Reviews | Glimpses of Glory
The Testimony review (from March 2013)
READERS OF the Bible Student magazine will have many fond memories of essays and studies contributed by the late Brother Dudley Fifield. Prominent amongst these were his expositions of the Psalms. The Bible Student ceased publication over a decade ago, but in recent years these studies were completed and compiled into a three-volume commentary on the entire Psalter, The Praises of Israel, published by The Christadelphian from 2008 to 2010. The Brotherhood is richer for the production of this substantial work, and we may be thankful that, although unwell at the time, Brother Fifield was able to complete the task before he fell asleep.
In 2012 The Christadelphian published a further volume of studies from the pen of Brother Fifield under the title Glimpses of Glory. This book brings together thirty-eight separate studies covering a remarkable breadth of topics. The chapters reveal the author’s wide-ranging interests and engaging, accessible writing style. Many of them draw out explicit lessons relevant to our pilgrimage today; similar lessons are implicit in other chapters. Exhortation is a feature of the work, some of it appropriately direct and confronting. In that context the author offers some challenging observations on page 92 about the risk that an unbalanced focus on the immanence of Christ (that is, his presence with us now) may distract us from recognising the imminence of our Lord’s return. These comments deserve close consideration.
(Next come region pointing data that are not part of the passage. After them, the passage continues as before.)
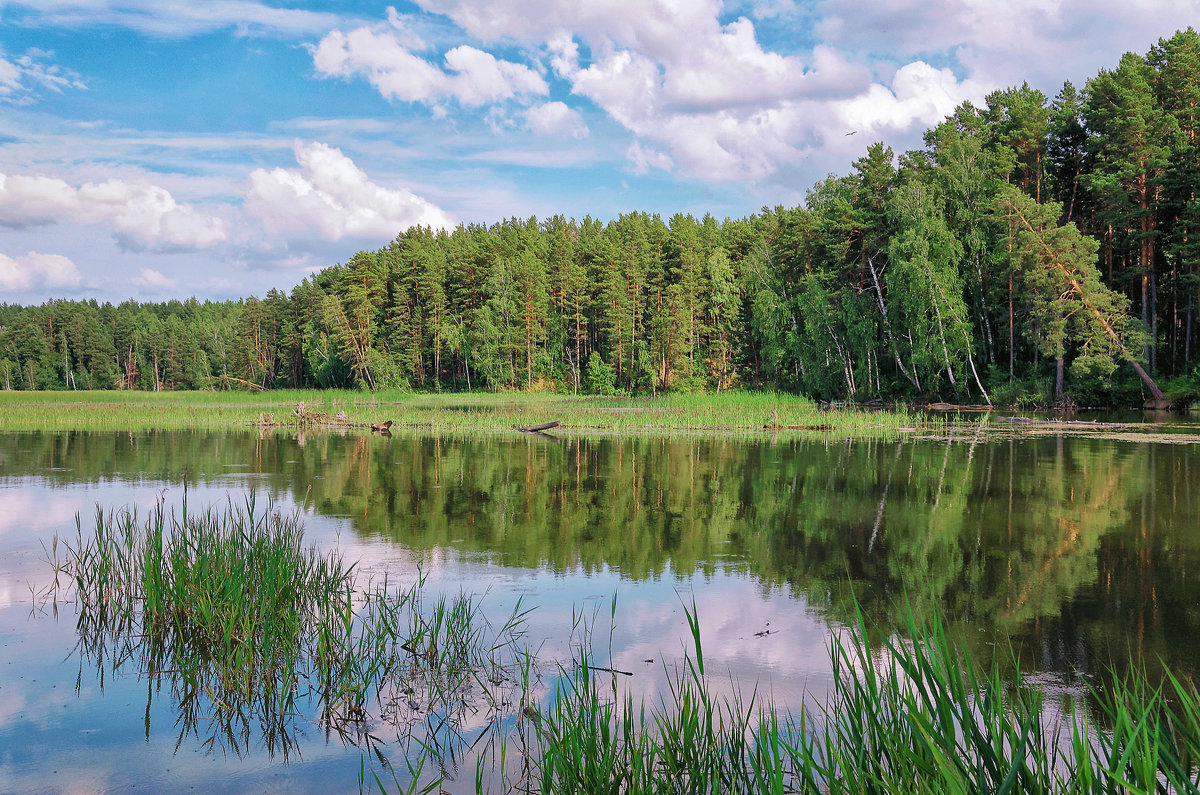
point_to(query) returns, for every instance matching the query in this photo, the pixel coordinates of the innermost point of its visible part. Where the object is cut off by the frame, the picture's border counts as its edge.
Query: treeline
(1031, 247)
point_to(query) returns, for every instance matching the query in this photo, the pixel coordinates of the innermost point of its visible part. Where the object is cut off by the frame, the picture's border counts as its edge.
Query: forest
(1035, 251)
The wide-ranging nature of the material in the book is evident from the index of Scripture references, which exceeds six pages. It is inevitable in such a work that certain passages will be dealt with on more than one occasion in different contexts. For example, Brother Fifield has very useful observations on Matthew 17:5 in two separate essays. There is some overlap in the material presented, but there are different emphases in each case.
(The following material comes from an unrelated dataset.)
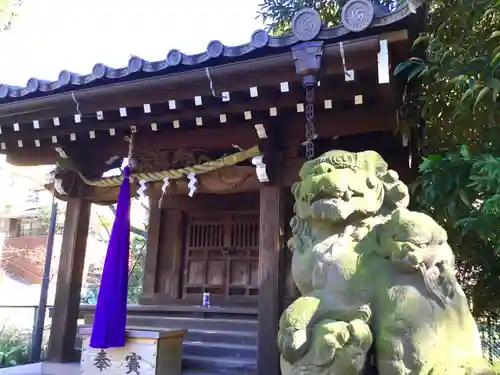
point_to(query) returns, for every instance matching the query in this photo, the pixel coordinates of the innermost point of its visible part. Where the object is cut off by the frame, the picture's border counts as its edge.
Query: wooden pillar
(271, 280)
(153, 242)
(69, 281)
The compilation includes character studies of Bible figures such as Lot, Moses, Daniel, Nehemiah, James (the Lord’s brother), Judas Iscariot and Timothy. In an engaging study entitled “Enoch was translated” Brother Fifield not only discusses the implications of that intriguing phrase, the subject of much speculation over the years, but also the man’s character and circumstances. His comments in the chapter “The death of Stephen” are similarly expansive and informative. Readers may be surprised by how much information about Enoch and Stephen Brother Fifield derives from seemingly incidental passages.
Prophecy features in two of the studies. In “Interpreting Bible prophecy” Brother Fifield develops a case for what he refers to as ‘recurring fulfilments’ of prophecy, and applies the model with good effect to several well-known prophecies, including Deuteronomy 28, Psalm 2 and Psalm 83. He returns to this concept in the concluding chapter of the book, a brief commentary on Obadiah.
This is a work that is commended to, and will be enjoyed by, all readers; but keen Bible students will benefit in particular from exposure to the author’s analytical and reasoned approach to “rightly dividing the word of truth.” They would do well to follow his example. They will also benefit from Brother Fifield’s useful comments in the shortest chapter in the book, “Concordances,” in which he draws attention to the biases that are present even in works of this nature.